Reputation: 14383
I have the following entities:
Human -Name -Age -Height -Weight
SuperHuman : Human -SuperPower
EF is creating the SuperHumans table with only the Power property and when queried joins to the Humans table. I want all the columns on the SuperHumans table.
Can EF 4.1 Code First be configured to do this?
Upvotes: 0
Views: 468
Reputation: 14383
I just needed to configure the SuperHuman to map inherited properties, like so:
protected override void OnModelCreating(DbModelBuilder modelBuilder)
{
modelBuilder.Entity<SuperHuman>().Map(m => m.MapInheritedProperties());
{
Upvotes: 0
Reputation: 25684
One way to do this is to make the relationship a Has-a relationship instead of an Is-a relationship.
public class SuperHuman
{
public Human TheHuman { get; set; }
public string SuperPower { get; set; }
}
The resulting database table should have all the fields of Human and SuperHuman (as long as you don't have a separate Human table, in which case a separate Human table will be created, and a Foreign Key will be added to link the tables together.)

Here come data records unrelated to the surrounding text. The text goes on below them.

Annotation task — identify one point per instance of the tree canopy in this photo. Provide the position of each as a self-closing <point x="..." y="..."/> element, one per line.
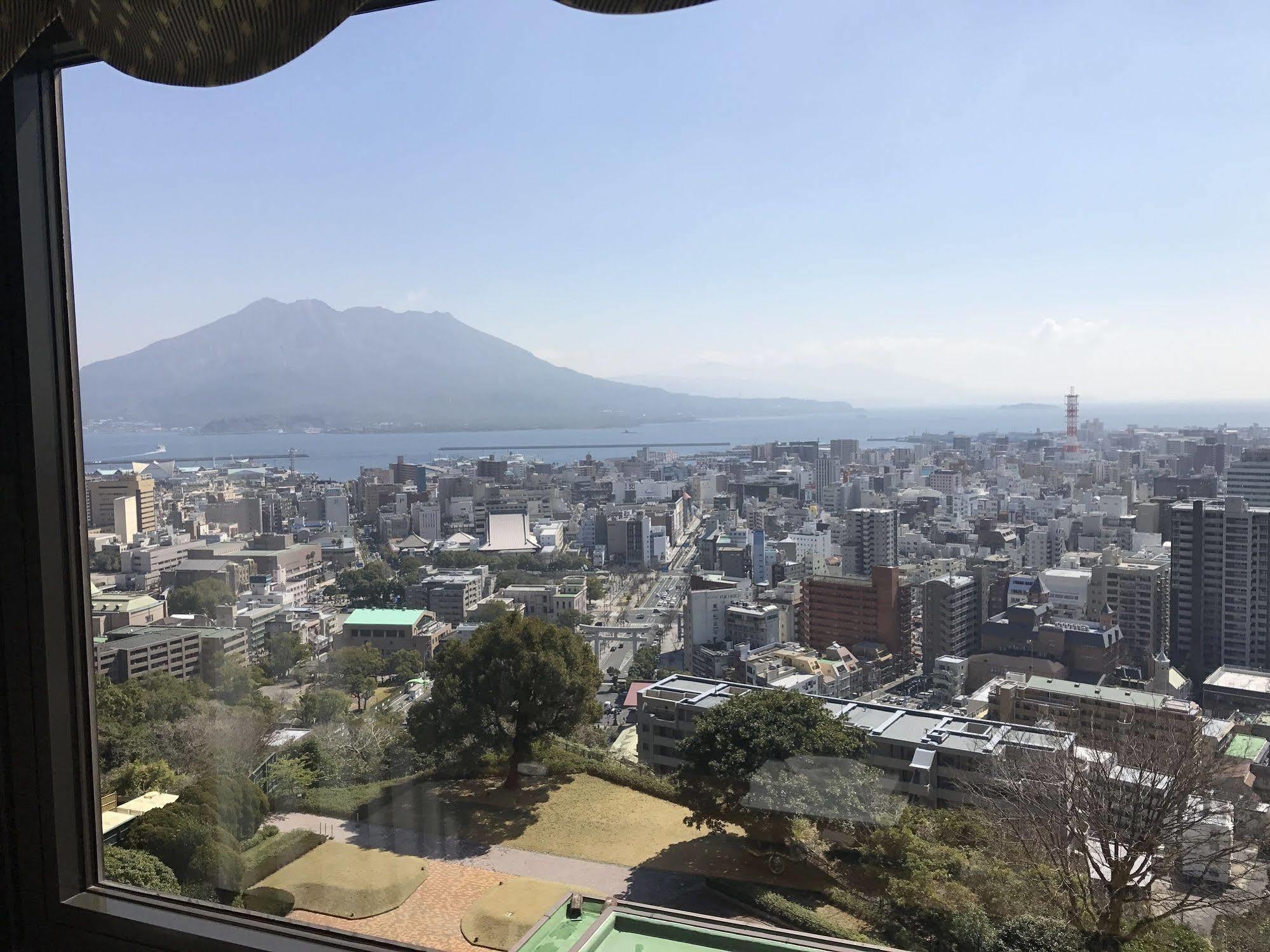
<point x="571" y="619"/>
<point x="199" y="598"/>
<point x="513" y="682"/>
<point x="286" y="649"/>
<point x="323" y="705"/>
<point x="372" y="587"/>
<point x="644" y="664"/>
<point x="404" y="664"/>
<point x="766" y="758"/>
<point x="135" y="868"/>
<point x="357" y="669"/>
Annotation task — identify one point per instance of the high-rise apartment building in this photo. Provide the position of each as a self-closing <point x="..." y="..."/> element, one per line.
<point x="1220" y="601"/>
<point x="950" y="619"/>
<point x="103" y="493"/>
<point x="872" y="539"/>
<point x="1138" y="593"/>
<point x="846" y="610"/>
<point x="1250" y="478"/>
<point x="828" y="478"/>
<point x="845" y="450"/>
<point x="705" y="612"/>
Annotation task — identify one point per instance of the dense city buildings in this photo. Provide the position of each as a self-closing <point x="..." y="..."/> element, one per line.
<point x="1220" y="606"/>
<point x="104" y="493"/>
<point x="872" y="539"/>
<point x="853" y="608"/>
<point x="950" y="619"/>
<point x="1137" y="591"/>
<point x="956" y="598"/>
<point x="1249" y="478"/>
<point x="926" y="757"/>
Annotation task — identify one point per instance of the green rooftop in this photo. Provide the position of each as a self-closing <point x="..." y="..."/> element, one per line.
<point x="1248" y="747"/>
<point x="632" y="927"/>
<point x="407" y="617"/>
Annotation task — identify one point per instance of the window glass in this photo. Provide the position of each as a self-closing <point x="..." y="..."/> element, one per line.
<point x="757" y="461"/>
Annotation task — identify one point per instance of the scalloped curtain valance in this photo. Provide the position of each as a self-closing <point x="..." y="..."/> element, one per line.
<point x="207" y="42"/>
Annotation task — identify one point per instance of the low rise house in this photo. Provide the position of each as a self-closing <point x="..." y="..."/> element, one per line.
<point x="925" y="756"/>
<point x="391" y="630"/>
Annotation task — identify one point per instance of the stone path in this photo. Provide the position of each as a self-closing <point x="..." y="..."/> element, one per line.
<point x="431" y="917"/>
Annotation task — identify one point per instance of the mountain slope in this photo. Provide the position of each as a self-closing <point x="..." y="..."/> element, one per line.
<point x="305" y="363"/>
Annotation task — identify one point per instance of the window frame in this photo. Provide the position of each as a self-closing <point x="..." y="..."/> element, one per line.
<point x="53" y="894"/>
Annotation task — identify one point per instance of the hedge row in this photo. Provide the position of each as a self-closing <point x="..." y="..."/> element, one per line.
<point x="276" y="852"/>
<point x="344" y="803"/>
<point x="267" y="899"/>
<point x="774" y="904"/>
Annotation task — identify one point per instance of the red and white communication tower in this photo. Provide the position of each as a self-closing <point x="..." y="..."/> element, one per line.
<point x="1072" y="418"/>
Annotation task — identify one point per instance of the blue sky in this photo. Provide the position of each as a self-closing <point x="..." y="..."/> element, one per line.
<point x="881" y="202"/>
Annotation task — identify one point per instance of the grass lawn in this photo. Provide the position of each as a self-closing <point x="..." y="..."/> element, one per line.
<point x="339" y="879"/>
<point x="504" y="913"/>
<point x="579" y="817"/>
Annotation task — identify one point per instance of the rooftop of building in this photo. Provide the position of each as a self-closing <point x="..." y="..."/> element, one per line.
<point x="616" y="926"/>
<point x="1239" y="680"/>
<point x="1248" y="747"/>
<point x="407" y="617"/>
<point x="889" y="723"/>
<point x="954" y="580"/>
<point x="122" y="601"/>
<point x="1104" y="692"/>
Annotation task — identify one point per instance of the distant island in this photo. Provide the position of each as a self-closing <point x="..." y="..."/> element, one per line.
<point x="305" y="366"/>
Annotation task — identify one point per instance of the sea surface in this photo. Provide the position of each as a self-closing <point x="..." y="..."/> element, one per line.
<point x="339" y="455"/>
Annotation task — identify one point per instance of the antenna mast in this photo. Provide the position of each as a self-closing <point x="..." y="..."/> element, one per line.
<point x="1072" y="418"/>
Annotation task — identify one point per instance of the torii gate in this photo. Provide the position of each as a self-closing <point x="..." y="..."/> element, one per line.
<point x="635" y="634"/>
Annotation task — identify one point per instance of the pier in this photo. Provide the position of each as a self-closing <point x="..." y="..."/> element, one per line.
<point x="586" y="446"/>
<point x="225" y="457"/>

Its limited in utility, as it breaks inheritance. You may find a better solution.
Edit: You could do something like this:
public class SuperHuman : Human
{
public string Name
{
get { return base.Name; }
set { base.Name = value; }
}
}
Note: This isn't tested, and may not be the best solution. I include it here merely as a possible solution.
Upvotes: 0
Reputation: 1706
Wouldn't making Human partial work?? If that doesn't work just look into Table-Per-Hierarchy vs Table-Per-Type vs Table-Per-Concrete-Type (TPH, TPT, TPC). You are currently using TPT and you want TPC.